# Object Oriented Programming Exercise

In this exercise, we'll implement a word counter class that can analyse some text and count the frequency of words in it. You should complete the class `WordCounter` below that:

1. Initialises an attribute at instance creation time (in `__init__`) for storing the counts of word frequency.
2. Has a method `count_words` that takes some text and counts the words in it. This method should take a single argument, a string.
3. Has a method `frequency` that returns the number of occurrances of a word. This method should take a single argument, a string of the word being queried, and should return an integer.
4. Has a method `top_words` that returns a list of the most common words. This method should take a single optional argument (defaulting to 1), an integer indicating the number of words to return, and should return a list of strings of the most frequent words, in descending order of frequency.

## Stretch Goals

To start off with, you should just split the input text by whitespace and count the occurrances of each string. Once this has done, you can try also making the counter case-insensitive and making it remove punctuation (specifically, all characters other than a-z and digits) from words.

## Testing

At the bottom of this notebook you'll find some tests that you can run on the code that use your `WordCount` class to analyse the complete works of William Shakespeare, and compare your computed results against the expected results.

## Resources

You may find these resources from the Python standard library documentation useful:

* https://docs.python.org/3/library/stdtypes.html#string-methods
* https://docs.python.org/3/library/re.html
* https://docs.python.org/3/library/string.html

In [None]:
# Fetch data
from pathlib import Path
if not Path('shakespeare.txt').exists():
    !wget https://s3-eu-west-1.amazonaws.com/faculty-client-teaching-materials/object-oriented-programming/shakespeare.txt

In [None]:
import re

CLEAN_REGEX = re.compile(r"[^a-zA-Z0-9 ]")

In [None]:
class WordCounter:
    """Count the frequency of words in some text."""

    def __init__(self):
        self.counts = {}

    def count_words(self, text):
        """Extract words from the provided text and count them.
        
        Parameters
        ----------
        text : str
            The text to analyse
        """
        for word in text.split():
            clean_word = CLEAN_REGEX.sub("", word).lower()
            if clean_word in self.counts:
                self.counts[clean_word] += 1
            else:
                self.counts[clean_word] = 1

    def frequency(self, word):
        """Get the number of occurrances of a word.
        
        Parameters
        ----------
        word : str
        """
        return self.counts.get(word.lower(), 0)

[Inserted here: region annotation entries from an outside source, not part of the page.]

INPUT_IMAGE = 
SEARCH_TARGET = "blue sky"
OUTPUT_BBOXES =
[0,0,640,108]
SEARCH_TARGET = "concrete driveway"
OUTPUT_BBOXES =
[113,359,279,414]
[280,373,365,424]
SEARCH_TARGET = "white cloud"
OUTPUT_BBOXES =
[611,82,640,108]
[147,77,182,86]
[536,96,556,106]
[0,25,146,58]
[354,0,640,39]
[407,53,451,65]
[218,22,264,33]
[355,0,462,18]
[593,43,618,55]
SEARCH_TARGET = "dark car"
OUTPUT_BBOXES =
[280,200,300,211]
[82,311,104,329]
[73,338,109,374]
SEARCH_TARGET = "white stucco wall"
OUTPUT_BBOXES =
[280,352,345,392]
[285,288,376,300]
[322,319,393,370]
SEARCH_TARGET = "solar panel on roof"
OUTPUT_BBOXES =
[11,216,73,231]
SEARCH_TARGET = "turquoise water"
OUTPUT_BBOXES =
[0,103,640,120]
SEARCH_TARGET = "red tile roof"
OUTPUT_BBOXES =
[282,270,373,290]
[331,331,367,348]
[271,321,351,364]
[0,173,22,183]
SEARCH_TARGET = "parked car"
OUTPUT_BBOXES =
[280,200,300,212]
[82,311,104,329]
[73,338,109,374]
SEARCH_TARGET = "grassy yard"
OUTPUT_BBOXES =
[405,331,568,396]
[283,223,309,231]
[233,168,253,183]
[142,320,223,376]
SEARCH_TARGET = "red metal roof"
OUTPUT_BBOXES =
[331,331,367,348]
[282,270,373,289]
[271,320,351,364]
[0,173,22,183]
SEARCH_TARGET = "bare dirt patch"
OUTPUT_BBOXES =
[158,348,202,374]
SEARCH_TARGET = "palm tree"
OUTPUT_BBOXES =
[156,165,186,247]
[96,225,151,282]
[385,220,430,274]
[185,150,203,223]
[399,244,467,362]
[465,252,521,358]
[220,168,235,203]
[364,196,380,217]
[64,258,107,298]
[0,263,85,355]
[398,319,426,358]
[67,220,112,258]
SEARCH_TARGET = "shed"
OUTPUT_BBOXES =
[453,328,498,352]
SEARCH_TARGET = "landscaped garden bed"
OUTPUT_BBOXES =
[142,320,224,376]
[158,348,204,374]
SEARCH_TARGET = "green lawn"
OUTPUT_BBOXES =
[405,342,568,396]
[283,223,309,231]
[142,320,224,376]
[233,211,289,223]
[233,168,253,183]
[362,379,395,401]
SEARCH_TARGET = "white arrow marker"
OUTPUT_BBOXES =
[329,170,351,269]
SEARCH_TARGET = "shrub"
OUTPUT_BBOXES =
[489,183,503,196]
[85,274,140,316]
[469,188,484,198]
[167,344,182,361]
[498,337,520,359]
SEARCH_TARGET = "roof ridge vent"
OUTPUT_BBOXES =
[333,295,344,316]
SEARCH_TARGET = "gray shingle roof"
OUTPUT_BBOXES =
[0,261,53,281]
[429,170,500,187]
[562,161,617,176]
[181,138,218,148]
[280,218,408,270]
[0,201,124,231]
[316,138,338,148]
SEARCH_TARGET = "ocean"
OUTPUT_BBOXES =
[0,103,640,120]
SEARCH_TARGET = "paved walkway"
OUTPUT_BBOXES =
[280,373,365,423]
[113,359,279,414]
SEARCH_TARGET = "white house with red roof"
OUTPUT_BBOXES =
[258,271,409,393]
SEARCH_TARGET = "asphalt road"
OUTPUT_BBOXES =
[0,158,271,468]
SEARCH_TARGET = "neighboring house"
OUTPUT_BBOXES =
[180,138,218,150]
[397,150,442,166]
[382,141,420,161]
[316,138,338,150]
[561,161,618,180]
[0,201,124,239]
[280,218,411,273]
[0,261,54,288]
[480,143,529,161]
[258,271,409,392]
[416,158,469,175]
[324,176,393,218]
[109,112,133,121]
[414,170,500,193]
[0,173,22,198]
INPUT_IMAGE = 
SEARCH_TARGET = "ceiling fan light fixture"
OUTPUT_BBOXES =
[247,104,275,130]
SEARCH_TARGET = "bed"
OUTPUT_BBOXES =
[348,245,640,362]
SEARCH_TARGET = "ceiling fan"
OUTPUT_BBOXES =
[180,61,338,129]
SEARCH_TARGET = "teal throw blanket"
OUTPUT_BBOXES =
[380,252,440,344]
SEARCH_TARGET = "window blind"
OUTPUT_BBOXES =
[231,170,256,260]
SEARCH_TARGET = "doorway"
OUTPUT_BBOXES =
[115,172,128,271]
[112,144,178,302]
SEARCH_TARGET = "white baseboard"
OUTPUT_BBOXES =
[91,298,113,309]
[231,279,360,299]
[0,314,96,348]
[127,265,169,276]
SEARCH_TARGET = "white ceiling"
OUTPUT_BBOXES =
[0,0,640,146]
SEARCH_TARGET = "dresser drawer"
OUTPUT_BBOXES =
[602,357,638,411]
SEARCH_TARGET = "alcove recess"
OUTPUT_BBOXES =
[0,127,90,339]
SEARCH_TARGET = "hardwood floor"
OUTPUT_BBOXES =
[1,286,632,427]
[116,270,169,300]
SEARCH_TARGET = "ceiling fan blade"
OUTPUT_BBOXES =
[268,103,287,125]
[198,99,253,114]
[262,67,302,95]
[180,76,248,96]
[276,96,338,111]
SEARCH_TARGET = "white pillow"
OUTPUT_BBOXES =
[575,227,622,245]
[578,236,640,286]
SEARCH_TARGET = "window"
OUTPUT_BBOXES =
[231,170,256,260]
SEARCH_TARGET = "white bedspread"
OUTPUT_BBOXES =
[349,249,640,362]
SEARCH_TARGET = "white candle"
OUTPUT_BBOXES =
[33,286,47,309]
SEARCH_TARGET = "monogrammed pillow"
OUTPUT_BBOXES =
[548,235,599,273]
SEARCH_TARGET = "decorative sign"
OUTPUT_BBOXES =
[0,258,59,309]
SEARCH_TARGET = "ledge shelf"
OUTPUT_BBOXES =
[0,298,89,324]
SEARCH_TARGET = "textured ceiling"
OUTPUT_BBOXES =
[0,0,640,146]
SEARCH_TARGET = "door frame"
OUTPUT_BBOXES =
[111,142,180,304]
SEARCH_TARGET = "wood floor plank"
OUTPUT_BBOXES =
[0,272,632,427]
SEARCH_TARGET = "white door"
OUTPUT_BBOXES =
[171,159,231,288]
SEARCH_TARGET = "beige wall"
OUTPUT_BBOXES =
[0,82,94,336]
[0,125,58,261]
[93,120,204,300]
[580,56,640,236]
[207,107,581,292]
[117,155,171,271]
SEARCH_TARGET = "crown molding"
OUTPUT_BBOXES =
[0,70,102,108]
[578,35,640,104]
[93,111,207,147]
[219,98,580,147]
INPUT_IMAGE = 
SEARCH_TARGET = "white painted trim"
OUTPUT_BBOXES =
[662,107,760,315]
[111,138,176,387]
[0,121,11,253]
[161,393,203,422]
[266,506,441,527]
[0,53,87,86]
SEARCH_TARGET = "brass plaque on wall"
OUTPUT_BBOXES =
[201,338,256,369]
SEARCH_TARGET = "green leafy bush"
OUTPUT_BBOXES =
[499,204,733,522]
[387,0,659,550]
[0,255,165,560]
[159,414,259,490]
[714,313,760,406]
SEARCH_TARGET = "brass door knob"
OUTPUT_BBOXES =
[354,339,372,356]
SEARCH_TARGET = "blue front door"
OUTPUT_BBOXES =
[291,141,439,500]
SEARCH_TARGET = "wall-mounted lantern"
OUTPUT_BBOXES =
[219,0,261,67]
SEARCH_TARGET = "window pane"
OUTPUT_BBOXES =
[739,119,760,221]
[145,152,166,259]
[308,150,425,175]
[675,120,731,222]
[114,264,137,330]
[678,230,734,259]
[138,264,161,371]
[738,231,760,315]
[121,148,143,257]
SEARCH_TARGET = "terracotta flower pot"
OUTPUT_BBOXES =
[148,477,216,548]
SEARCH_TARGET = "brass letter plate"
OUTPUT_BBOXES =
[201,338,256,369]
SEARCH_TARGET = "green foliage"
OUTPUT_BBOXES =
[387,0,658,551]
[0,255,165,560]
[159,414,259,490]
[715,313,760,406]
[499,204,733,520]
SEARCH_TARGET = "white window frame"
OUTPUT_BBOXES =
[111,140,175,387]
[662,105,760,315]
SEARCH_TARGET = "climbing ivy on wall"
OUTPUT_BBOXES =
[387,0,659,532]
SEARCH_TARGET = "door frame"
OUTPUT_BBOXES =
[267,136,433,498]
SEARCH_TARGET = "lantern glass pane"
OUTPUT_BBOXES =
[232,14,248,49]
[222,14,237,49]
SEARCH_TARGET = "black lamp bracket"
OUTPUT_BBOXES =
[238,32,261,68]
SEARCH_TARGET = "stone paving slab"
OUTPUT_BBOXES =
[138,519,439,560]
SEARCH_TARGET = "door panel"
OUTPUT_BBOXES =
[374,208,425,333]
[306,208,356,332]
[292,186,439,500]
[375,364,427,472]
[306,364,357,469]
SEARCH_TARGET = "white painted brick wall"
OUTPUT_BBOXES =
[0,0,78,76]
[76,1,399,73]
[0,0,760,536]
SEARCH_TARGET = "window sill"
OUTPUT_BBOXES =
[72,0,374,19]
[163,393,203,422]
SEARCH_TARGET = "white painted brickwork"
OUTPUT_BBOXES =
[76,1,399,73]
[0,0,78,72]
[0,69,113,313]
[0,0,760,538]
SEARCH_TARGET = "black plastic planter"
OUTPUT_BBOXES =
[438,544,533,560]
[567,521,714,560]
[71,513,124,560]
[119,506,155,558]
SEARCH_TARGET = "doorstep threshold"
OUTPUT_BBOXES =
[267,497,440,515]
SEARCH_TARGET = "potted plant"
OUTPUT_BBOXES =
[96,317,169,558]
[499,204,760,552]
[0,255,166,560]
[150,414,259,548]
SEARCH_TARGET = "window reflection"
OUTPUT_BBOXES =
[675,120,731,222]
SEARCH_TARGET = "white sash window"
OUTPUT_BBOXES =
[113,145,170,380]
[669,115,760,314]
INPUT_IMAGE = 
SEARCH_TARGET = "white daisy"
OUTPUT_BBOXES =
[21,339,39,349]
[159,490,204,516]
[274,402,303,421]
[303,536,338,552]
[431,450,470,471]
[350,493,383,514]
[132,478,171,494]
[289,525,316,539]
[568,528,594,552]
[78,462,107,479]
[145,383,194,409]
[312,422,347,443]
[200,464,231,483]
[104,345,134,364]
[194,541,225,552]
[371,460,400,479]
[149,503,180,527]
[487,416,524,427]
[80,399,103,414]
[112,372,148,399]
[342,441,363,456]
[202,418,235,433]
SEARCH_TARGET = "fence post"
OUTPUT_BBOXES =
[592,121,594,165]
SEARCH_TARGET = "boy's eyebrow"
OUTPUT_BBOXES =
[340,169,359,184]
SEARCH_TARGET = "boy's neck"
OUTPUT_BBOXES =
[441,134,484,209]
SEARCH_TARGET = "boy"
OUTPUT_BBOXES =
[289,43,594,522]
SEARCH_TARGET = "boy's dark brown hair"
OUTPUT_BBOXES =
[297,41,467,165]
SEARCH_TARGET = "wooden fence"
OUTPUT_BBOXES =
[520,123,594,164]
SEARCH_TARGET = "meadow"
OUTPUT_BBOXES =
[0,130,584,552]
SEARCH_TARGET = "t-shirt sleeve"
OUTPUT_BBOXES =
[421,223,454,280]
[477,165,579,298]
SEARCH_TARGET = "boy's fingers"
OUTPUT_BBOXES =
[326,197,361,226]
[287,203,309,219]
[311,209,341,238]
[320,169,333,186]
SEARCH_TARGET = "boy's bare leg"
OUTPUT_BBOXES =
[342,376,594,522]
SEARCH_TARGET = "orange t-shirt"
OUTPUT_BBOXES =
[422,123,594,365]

    def top_words(self, number=1):
        """Return the most frequently occurring words.
        
        Parameters
        ----------
        number : int, optional
            The number of words to return (default: 1)
        """
        sorted_words = sorted(
            self.counts.items(), key=lambda t: t[1], reverse=True
        )
        return [word for word, _ in sorted_words[:number]]


def foo():
    counts = {}

In [None]:
# Example usage
counter = WordCounter()
counter.count_words("Foo bar foo foo. I love Python.")

print('Frequency of "foo":')
print(counter.frequency("foo"))

print("Top words:")
print(counter.top_words(3))

## Tests

Run the cell below to check that your code works as expected. These tests assume that you have implemented the case-insensitive and punctuation removal stretch goals.

In [None]:
counter = WordCounter()

with open("shakespeare.txt") as fp:
    counter.count_words(fp.read())

if counter.frequency("now") == 2778:
    print("PASS")
else:
    print('FAIL: The frequency of "now" did not match that expected')

if counter.frequency("Thee") == 3178:
    print("PASS")
else:
    print('FAIL: The frequency of "thee" did not match that expected')

if counter.top_words() == ["the"]:
    print("PASS")
else:
    print("FAIL: The calculated top words did not match those expected")

if counter.top_words(5) == ["the", "and", "i", "to", "of"]:
    print("PASS")
else:
    print("FAIL: The calculated top 5 words did not match those expected")